Mais on reconnaîtra que cette réforme, pour n’être pas nouvelle, n'en est pas plus facile ; beaucoup d'hommes pratiques et de théoriciens s'en sont occupés sans que jusqu'ici on ait pu fournir aucune conclusion saisissable.

(page 575) Voilà donc, messieurs, en quoi consiste le programme qu'on oppose à l'administration libérale et devant lequel on ne craint pas de nous accuser d'impuissance ou de mauvais vouloir.

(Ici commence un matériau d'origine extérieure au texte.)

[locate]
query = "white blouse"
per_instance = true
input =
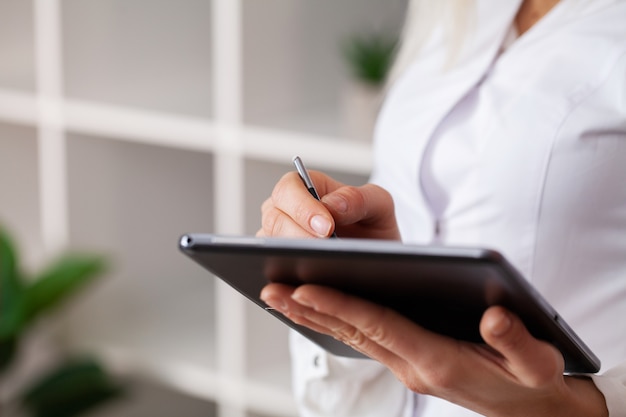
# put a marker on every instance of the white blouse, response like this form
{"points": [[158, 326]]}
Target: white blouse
{"points": [[522, 150]]}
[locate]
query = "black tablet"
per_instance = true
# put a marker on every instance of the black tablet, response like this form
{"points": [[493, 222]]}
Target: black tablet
{"points": [[443, 289]]}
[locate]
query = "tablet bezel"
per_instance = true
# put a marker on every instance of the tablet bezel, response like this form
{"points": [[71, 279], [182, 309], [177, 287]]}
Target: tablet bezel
{"points": [[455, 284]]}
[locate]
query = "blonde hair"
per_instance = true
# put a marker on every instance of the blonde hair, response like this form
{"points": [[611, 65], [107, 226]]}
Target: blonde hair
{"points": [[423, 18]]}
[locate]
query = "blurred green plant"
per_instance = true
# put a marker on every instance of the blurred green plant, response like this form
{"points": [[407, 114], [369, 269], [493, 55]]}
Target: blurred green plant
{"points": [[369, 56], [75, 385]]}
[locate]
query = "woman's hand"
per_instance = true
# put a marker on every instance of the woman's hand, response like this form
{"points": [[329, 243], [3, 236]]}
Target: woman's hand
{"points": [[512, 375], [360, 212]]}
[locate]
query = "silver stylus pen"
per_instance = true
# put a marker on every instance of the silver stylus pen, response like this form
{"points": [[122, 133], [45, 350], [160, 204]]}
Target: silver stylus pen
{"points": [[306, 179]]}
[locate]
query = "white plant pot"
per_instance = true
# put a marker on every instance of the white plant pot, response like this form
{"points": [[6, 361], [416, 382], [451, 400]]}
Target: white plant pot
{"points": [[360, 104]]}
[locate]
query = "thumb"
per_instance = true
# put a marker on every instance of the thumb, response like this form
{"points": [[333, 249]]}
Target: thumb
{"points": [[533, 362]]}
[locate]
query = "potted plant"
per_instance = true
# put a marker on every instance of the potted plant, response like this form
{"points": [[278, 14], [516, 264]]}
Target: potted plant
{"points": [[369, 58], [73, 385]]}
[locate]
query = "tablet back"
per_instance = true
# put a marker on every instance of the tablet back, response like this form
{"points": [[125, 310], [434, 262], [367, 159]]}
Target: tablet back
{"points": [[443, 289]]}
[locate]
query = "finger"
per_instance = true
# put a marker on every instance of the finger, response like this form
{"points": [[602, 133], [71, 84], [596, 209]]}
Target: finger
{"points": [[275, 222], [377, 324], [533, 362], [279, 297], [293, 199]]}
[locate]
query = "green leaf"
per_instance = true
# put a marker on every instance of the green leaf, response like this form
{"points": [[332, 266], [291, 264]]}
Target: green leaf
{"points": [[70, 389], [59, 281], [370, 56]]}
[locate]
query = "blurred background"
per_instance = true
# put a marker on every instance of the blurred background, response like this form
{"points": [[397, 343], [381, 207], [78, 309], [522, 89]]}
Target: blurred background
{"points": [[126, 123]]}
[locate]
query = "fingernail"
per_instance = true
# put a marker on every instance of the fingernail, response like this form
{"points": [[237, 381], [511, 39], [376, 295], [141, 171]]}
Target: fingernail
{"points": [[502, 326], [298, 298], [338, 203], [276, 304], [321, 225]]}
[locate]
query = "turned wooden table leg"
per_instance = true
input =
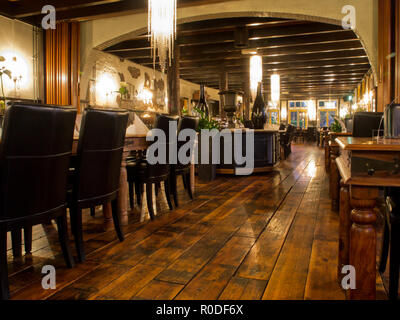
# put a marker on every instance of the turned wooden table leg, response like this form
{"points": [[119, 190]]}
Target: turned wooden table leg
{"points": [[344, 229], [334, 180], [107, 213], [363, 241], [123, 196]]}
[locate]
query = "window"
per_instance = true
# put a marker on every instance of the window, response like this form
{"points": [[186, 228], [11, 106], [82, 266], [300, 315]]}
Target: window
{"points": [[326, 118]]}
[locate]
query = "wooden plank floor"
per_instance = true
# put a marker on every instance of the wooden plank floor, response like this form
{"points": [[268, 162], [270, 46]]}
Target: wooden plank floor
{"points": [[269, 236]]}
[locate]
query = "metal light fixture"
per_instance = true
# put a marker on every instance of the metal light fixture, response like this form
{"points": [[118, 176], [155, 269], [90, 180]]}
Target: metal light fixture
{"points": [[275, 88], [162, 30], [255, 73]]}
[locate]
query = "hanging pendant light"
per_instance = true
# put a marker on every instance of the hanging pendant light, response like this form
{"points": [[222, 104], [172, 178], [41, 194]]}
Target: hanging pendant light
{"points": [[162, 30], [275, 88], [255, 73]]}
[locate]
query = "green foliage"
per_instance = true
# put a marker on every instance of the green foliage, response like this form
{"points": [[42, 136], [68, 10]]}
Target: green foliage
{"points": [[336, 127], [205, 123]]}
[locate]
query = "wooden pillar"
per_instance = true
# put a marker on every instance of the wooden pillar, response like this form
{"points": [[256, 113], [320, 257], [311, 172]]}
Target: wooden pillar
{"points": [[344, 228], [386, 47], [62, 46], [334, 179], [173, 79], [223, 85], [363, 241], [247, 92], [397, 48]]}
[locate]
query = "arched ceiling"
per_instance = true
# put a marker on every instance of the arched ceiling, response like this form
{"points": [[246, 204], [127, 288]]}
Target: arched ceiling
{"points": [[313, 59]]}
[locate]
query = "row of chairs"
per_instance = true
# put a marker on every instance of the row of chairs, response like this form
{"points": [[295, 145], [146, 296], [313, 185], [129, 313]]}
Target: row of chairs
{"points": [[40, 179]]}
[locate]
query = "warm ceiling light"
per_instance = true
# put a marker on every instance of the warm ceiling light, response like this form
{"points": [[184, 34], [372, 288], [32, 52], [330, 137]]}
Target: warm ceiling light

Vous voyez qu'il n'y a rien dans ce programme de bien nouveau ni de bien jeune.

Je ce voudrais, messieurs, prononcer aucune parole désobligeante pour personne ; mais, je dois le dire, si l'on n'a dans son bagage d'opposition que des questions de cette sorte, je ne sais pas si l'on est en droit de se draper superbement dans les plis (la métaphore est un peu usée, mais je l'emprunte à mon honorable adversaire)... dans les plis du manteau du jeune libéralisme.

Si les plis de ce manteau ne renferment pas d'autres secrets, pas d'autres recettes pour changer la face du monde, on pourra, autant qu'on le voudra, se proclamer des novateurs et des hommes jeunes ; mais à mes yeux, de pareils novateurs ne seront que des plagiaires, et de pareils hommes jeunes ne seront que des enfants.

M. le président. - La parole est à M. Verhaegen.

- Voix nombreuses. - A lundi.

- La séance est levée à 4 1/2 heures.